Born into a family steeped in the American experience, a distant cousin of Roger Sherman, the brothers William Tecumseh Sherman and John Sherman, Calvin Coolidge and Franklin Delano Roosevelt, with recent immigrant blood from Sweden, Gotland, Devonshire England and Jewish towns in Galizia mixing with branches that came to this land at every earlier part of its history to the Mayflower and others whose roots are forever shrouded in mystery, Carl Peter Klapper grew up with a strong sense of responsibility for our Republic and a keen interest in helping it and its citizens realize their promise and destiny. He learned to read when he was three and also showed an early aptitude for mathematics and music. Accelerating through his education wherever allowed, he used his free time when not working ahead starting many of the books and musical compositions he would complete later in life.
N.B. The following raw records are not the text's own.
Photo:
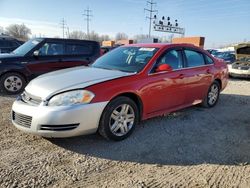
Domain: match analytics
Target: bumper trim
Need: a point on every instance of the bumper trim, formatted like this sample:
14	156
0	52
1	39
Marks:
60	121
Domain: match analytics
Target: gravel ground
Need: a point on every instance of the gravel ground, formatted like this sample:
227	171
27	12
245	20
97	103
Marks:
195	147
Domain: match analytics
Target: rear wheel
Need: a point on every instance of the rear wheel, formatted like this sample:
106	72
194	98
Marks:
212	95
119	119
12	83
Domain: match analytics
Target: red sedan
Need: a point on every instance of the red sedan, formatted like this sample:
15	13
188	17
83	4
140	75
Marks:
128	84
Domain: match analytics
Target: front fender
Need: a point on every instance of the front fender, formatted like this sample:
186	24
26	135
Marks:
14	67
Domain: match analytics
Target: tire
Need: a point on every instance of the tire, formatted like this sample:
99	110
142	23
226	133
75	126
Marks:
12	83
119	119
212	95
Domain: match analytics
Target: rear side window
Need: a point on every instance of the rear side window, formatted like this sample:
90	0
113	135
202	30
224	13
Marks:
209	60
5	44
79	49
51	49
194	59
172	58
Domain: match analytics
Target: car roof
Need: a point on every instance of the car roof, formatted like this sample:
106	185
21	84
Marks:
161	45
69	40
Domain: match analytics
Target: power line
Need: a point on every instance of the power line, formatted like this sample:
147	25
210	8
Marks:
88	15
151	4
63	25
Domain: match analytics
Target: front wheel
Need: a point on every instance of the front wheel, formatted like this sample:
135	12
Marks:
119	119
212	95
12	83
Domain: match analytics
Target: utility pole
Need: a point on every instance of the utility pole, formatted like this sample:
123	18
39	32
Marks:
63	25
151	10
88	15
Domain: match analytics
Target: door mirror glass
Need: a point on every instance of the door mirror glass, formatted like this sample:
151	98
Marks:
36	53
163	67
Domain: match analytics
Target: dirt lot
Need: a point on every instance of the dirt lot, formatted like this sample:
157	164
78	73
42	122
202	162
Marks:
195	147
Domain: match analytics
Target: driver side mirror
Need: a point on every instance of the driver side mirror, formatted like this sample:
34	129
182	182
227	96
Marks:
36	53
163	68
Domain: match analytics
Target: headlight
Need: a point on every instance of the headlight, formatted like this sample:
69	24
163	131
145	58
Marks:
71	98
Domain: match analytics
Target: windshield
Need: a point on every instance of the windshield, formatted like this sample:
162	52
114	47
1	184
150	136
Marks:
127	59
27	46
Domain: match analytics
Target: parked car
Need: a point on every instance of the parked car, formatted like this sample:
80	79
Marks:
42	55
241	68
119	90
8	44
228	57
106	49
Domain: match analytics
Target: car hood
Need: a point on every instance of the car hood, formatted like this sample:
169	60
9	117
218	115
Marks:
52	83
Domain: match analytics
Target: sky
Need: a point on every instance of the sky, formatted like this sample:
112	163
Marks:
221	22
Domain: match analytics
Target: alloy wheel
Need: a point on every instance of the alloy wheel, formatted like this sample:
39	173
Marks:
213	94
122	120
13	83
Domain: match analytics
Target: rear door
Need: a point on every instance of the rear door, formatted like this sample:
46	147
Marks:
198	75
166	90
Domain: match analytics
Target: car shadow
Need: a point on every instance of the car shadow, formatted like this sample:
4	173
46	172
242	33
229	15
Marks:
220	135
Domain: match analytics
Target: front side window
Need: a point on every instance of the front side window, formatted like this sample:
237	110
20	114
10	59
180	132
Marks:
209	60
51	49
127	59
172	58
27	46
79	49
194	59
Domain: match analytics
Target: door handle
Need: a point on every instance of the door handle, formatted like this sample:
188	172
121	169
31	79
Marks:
180	76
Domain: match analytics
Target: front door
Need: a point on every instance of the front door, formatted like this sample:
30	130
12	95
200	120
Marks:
165	91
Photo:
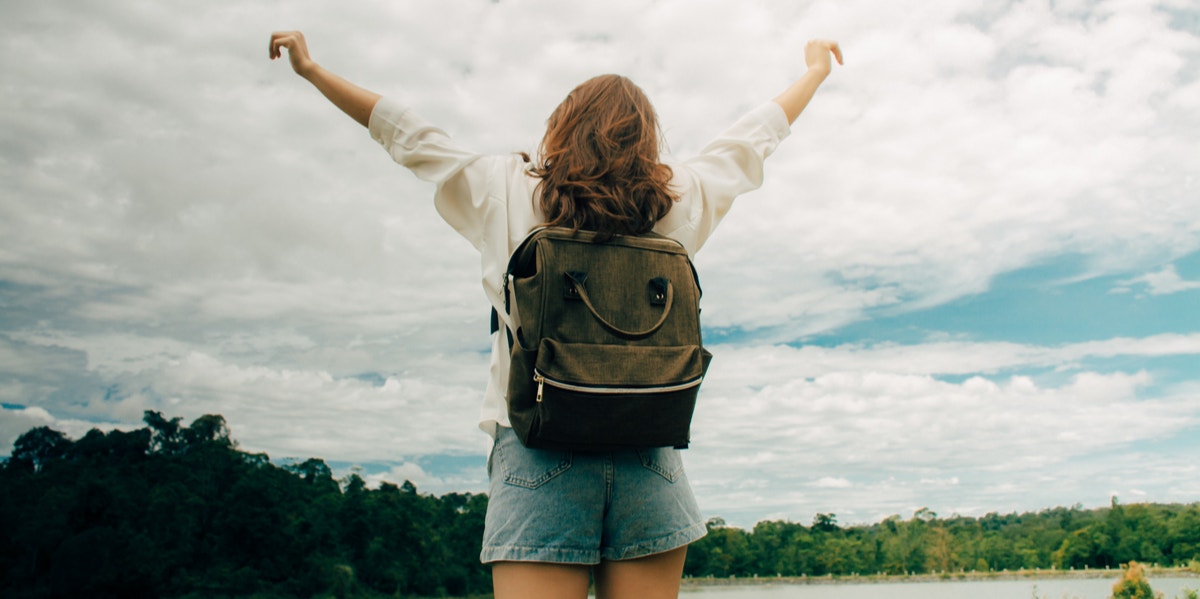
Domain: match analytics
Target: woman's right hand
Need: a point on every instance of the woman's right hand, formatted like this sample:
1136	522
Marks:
816	55
297	47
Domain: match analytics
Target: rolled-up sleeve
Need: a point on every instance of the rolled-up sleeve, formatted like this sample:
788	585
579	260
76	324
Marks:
432	155
731	165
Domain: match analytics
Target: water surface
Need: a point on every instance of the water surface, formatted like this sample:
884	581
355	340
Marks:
1055	588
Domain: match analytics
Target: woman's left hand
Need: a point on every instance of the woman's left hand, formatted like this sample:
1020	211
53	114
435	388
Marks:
297	47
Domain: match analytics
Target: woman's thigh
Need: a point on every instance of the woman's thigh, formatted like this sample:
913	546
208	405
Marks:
532	580
654	576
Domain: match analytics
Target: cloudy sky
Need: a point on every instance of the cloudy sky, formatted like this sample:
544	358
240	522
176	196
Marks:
970	282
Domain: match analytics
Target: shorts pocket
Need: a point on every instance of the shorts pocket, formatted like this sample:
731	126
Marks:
663	461
526	467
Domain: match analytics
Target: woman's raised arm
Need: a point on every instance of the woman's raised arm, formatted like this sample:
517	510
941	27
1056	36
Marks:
353	100
817	58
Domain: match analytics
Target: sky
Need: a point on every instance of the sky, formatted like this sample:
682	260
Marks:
969	283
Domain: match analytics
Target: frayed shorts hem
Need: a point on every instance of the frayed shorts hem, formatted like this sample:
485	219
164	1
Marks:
592	557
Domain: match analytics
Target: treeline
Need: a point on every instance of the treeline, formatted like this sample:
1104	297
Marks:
173	510
1062	538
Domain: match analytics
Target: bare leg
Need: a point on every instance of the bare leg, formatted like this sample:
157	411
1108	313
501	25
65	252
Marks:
647	577
534	580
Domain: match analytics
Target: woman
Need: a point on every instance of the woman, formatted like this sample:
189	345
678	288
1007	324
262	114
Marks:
556	520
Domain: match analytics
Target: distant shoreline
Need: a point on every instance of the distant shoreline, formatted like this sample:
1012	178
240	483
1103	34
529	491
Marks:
960	576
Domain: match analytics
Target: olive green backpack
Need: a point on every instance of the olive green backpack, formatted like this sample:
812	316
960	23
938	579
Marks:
605	336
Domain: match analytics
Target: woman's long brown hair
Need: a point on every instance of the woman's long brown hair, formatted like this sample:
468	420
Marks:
600	166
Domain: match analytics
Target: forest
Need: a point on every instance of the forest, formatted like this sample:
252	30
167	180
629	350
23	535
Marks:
179	510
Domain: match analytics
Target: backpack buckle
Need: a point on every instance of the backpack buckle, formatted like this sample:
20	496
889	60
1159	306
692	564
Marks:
658	291
575	279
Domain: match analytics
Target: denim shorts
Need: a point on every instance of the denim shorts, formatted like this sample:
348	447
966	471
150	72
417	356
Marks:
574	508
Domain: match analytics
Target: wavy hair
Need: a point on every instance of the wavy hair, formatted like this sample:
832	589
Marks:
599	161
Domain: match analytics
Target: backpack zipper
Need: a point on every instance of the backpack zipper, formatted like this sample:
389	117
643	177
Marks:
538	377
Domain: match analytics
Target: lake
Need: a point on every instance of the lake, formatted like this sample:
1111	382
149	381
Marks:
1045	588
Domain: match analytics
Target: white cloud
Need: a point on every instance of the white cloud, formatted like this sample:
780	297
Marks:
1162	282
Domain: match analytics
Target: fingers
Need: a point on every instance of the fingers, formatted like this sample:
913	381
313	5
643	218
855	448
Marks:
280	40
828	46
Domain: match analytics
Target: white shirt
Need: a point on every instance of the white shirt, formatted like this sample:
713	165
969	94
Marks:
490	199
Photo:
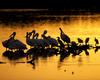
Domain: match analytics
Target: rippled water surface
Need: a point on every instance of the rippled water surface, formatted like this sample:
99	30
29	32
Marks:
80	67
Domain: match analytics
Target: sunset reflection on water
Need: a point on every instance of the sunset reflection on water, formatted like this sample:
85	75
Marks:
80	67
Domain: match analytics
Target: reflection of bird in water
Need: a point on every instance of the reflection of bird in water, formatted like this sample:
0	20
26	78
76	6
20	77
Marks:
64	37
61	43
31	42
96	41
87	40
11	38
52	41
12	43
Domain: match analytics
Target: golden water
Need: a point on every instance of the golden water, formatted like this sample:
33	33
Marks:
72	68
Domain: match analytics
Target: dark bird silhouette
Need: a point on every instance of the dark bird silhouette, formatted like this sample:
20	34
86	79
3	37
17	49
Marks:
80	40
87	40
64	37
96	41
60	42
12	35
12	43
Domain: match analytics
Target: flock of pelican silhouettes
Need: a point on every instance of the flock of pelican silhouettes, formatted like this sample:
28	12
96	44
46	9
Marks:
63	43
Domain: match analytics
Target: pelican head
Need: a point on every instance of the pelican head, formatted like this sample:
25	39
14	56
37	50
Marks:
33	31
45	31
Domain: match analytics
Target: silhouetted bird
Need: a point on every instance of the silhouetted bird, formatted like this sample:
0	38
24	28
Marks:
60	42
64	37
80	40
96	41
51	41
12	35
14	43
29	41
87	40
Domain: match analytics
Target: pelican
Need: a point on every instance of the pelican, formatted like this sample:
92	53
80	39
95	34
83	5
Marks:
60	42
96	41
12	43
87	40
64	37
41	42
51	41
29	41
80	40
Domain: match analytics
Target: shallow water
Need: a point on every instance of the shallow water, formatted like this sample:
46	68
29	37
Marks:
80	67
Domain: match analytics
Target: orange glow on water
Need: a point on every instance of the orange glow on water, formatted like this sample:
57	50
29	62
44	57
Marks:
72	68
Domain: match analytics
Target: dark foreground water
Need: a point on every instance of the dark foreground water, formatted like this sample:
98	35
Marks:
80	67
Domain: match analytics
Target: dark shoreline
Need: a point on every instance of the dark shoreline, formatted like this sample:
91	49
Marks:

After graduating from high school ninth in his class, he attended Grinnell College in Iowa, where he studied mathematics and economics, as well as a broad range of other subjects, including Latin poetry and history. When Representative John B. Anderson from Illinois came to speak at Grinnell's Herrick Chapel, he was so impressed by a comment by Mr. Klapper about resource taxation in the question and comment period after his talk, that he approached him afterwards to say "You are a very wise man."
His graduation from Grinnell was followed by a four year career as an Industry Economist for the Federal Energy Regulatory Commission. While there, Mr. Klapper wrote several letters to the editor of The Washington Post on the issues of the day, including the removal of the restrictions made by Regulation Q on the rates banks could pay their depositors, for which he also lobbied personally and by letter. Mr. Klapper continued writing poetry and prose and composing music and songs, as well as playing in the Greenbelt Band, singing in the Oratorio Society of Washington and playing rugby for Club Sudamericano de Rugby aka "Sud".